The Book That Matters Most (2016)

by Ann Hood

Several plot lines are pursued simultaneously in The Book That Matters Most. There is the newly single life of Ava, a college professor of French, whose husband left her for another woman. There is the troubled existence in France of her daughter Maggie, who is applying herself to drugs and men instead of to her college studies. There is the book club that Ava joins to reconnect with people and rediscover a love of reading.

In this multiple-stories novel, the title has more than one significance. At first it refers to the book club’s theme for the next year’s readings: each member is to pick the book that mattered most in his or her life. We gradually learn why Ada’s choice of an obscure, out-of-print book about a lost child and a grieving mother mattered to her. Finally, as she tries to locate the author, Ada’s choice provides the linchpin that weaves together the strands of The Book That Matters Most.

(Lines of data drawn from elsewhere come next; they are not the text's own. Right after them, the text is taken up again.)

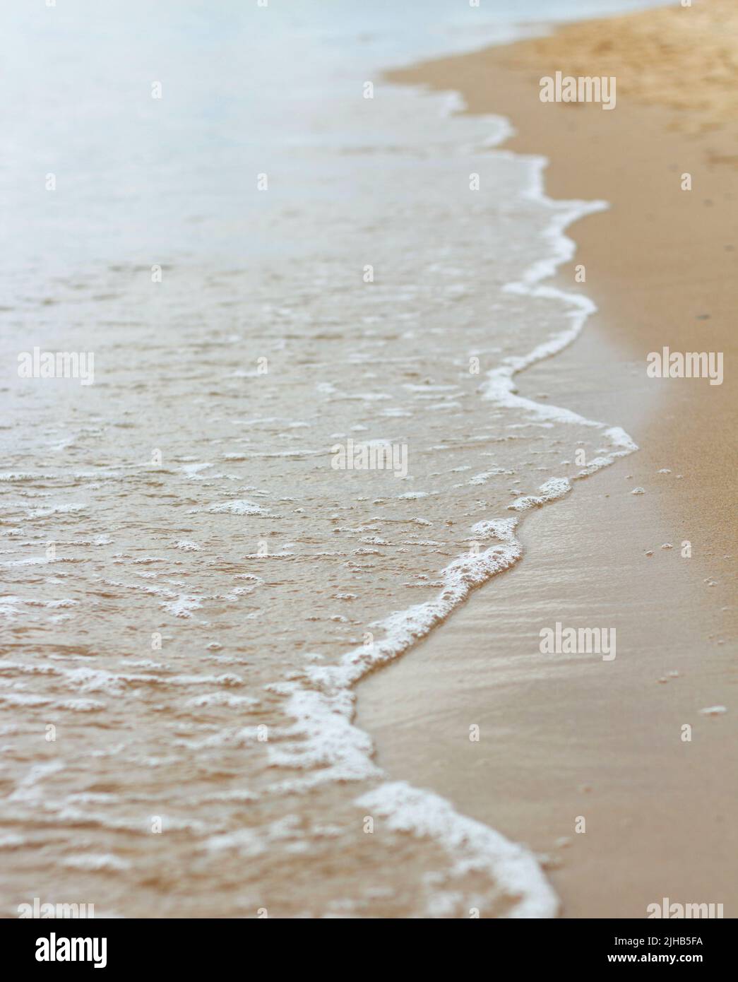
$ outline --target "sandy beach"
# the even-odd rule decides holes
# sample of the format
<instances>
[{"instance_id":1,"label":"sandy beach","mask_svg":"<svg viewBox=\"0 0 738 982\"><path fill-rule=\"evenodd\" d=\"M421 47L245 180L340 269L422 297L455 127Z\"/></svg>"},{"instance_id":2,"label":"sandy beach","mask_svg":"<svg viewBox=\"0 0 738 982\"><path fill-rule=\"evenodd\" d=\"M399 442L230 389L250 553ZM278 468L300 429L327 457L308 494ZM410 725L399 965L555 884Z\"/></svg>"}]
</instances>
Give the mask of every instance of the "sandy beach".
<instances>
[{"instance_id":1,"label":"sandy beach","mask_svg":"<svg viewBox=\"0 0 738 982\"><path fill-rule=\"evenodd\" d=\"M738 13L649 3L9 10L0 921L736 916Z\"/></svg>"},{"instance_id":2,"label":"sandy beach","mask_svg":"<svg viewBox=\"0 0 738 982\"><path fill-rule=\"evenodd\" d=\"M380 765L544 855L563 916L646 917L664 897L738 911L737 38L734 5L712 0L389 75L507 116L504 145L549 158L553 197L610 203L568 229L555 280L599 312L554 382L545 363L517 381L640 451L527 519L523 560L358 688ZM616 108L541 102L556 71L615 76ZM647 377L664 347L724 353L725 384ZM615 625L616 659L540 654L555 622Z\"/></svg>"}]
</instances>

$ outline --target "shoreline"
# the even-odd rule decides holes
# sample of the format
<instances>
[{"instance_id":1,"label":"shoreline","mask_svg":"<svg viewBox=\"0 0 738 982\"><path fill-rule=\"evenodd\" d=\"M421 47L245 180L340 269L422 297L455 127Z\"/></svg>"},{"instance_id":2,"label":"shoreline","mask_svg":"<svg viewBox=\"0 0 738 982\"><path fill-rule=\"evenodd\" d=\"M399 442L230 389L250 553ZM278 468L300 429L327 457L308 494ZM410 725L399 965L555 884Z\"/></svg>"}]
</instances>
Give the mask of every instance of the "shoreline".
<instances>
[{"instance_id":1,"label":"shoreline","mask_svg":"<svg viewBox=\"0 0 738 982\"><path fill-rule=\"evenodd\" d=\"M500 147L545 153L548 195L610 204L567 227L576 252L547 281L581 290L599 312L555 355L554 375L538 362L516 382L523 396L545 390L553 405L622 426L641 449L530 516L522 560L362 682L355 720L392 777L432 788L544 854L564 916L645 917L665 896L738 910L725 868L738 846L726 790L738 764L735 619L725 609L735 399L729 369L722 386L645 372L648 353L663 347L724 352L728 366L734 357L738 128L705 129L713 105L683 111L675 127L668 99L657 93L648 104L635 84L613 112L538 98L540 77L567 71L583 38L597 50L614 25L616 57L620 35L652 36L655 23L662 33L669 18L660 10L578 23L387 75L459 91L466 112L504 115L516 133ZM689 193L679 186L685 171ZM633 497L636 486L646 493ZM611 666L538 651L542 626L594 625L606 613L618 632ZM727 713L701 713L717 703ZM476 744L470 725L481 727ZM574 832L582 816L589 835Z\"/></svg>"}]
</instances>

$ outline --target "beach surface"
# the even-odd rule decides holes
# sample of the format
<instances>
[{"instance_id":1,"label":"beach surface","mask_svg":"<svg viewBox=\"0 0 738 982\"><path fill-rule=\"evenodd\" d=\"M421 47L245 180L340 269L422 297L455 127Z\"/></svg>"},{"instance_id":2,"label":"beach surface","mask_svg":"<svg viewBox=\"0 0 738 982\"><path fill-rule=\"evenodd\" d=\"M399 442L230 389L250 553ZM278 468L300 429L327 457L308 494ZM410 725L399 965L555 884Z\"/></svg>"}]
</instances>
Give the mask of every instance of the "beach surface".
<instances>
[{"instance_id":1,"label":"beach surface","mask_svg":"<svg viewBox=\"0 0 738 982\"><path fill-rule=\"evenodd\" d=\"M357 690L378 764L544 856L564 916L646 917L663 898L738 911L737 40L734 5L712 0L388 77L506 116L504 147L549 158L548 194L610 205L568 228L553 281L599 312L555 373L516 381L639 452L527 518L522 560ZM614 76L615 109L542 102L557 71ZM648 377L663 348L723 353L723 384ZM616 657L541 654L556 623L615 627Z\"/></svg>"}]
</instances>

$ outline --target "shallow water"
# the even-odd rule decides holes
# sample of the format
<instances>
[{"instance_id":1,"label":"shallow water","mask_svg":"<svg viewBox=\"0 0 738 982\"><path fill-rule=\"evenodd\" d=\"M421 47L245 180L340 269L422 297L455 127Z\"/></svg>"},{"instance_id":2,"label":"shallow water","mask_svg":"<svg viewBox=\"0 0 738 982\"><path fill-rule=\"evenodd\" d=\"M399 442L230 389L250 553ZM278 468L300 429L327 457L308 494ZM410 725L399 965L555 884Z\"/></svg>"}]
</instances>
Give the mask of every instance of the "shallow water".
<instances>
[{"instance_id":1,"label":"shallow water","mask_svg":"<svg viewBox=\"0 0 738 982\"><path fill-rule=\"evenodd\" d=\"M527 852L387 782L351 685L633 449L514 391L592 309L540 280L599 205L370 74L411 18L181 6L15 26L3 912L551 914ZM20 378L34 347L92 352L94 384ZM349 440L398 465L337 468Z\"/></svg>"}]
</instances>

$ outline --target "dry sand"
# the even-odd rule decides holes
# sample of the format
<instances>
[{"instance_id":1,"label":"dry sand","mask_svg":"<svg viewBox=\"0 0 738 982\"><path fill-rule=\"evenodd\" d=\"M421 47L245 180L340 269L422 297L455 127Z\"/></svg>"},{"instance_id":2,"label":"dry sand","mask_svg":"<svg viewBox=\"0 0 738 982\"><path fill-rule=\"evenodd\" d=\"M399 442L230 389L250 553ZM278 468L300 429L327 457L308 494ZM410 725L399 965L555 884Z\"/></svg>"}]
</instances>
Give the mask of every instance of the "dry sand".
<instances>
[{"instance_id":1,"label":"dry sand","mask_svg":"<svg viewBox=\"0 0 738 982\"><path fill-rule=\"evenodd\" d=\"M738 913L737 50L735 4L703 0L389 76L507 116L505 146L549 157L549 194L611 203L570 227L557 277L600 312L518 381L640 452L527 519L521 563L358 689L379 763L547 854L565 916L645 917L663 897ZM614 75L616 108L542 103L556 71ZM724 353L723 384L647 378L664 346ZM541 655L556 621L615 627L616 659Z\"/></svg>"}]
</instances>

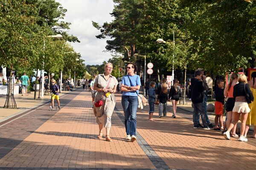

Ann Hood largely succeeds in this ambitious novel, which is a hard-to-put-down and even suspenseful read. Nevertheless, there are weaknesses. The ending is pat and improbable. The perfunctory book club discussions are stilted. Ava’s unfamiliarity with the opening sentences of famous classics is hard to believe about a college professor and daughter of a bookstore owner.

Those who pick up this book thinking they’ll find new titles for their reading list should know that everyone’s choice except Ada’s is a well-known classic. Nowadays book clubs are a popular trope on which to hang a plot, but Hood might have found a different tack and still made a point about the importance of literature.